Act 9:18 And immediately there fell from his eyes as it were scales: and he received his sight. And rising up, he was baptized.
The teguments that fell from his eyes and impeded his sight were like “scales.” They fell, as if “scales” had fallen, with which fishes and serpents are covered. The cure being so sudden, and, so far as human agency was concerned, without any human adequate cause, shows that it was manifestly miraculous.
“He was baptized.” As there is no mention of having received the necessary previous instruction in the truths of faith, it is most likely our Lord Himself fully instructed him during the three days preceding his baptism. Hence, he says (Gal. 1) he received the Gospel, not from man, but from Jesus Christ.
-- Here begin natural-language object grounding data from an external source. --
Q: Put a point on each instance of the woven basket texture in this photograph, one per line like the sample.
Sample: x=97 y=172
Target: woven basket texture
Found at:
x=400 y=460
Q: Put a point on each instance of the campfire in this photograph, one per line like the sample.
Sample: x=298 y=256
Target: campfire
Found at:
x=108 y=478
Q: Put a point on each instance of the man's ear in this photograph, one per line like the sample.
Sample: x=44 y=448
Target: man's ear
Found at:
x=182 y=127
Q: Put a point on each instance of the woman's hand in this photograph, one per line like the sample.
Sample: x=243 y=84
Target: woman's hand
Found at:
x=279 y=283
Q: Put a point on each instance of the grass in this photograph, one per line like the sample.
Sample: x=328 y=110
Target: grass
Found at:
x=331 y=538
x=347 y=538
Act 9:19 And when he had taken meat, he was strengthened. And he was with the disciples that were at Damascus, for some days.
He recovered his natural strength, weakened by previous fasting.
After his communion he proceeded to Arabia, and then again came back to Damascus. St. Luke makes no mention of his journey to Arabia.
Act 9:20 And immediately he preached Jesus in the synagogues, that he is the son of God.
This shows the genuine sincerity of his conversion.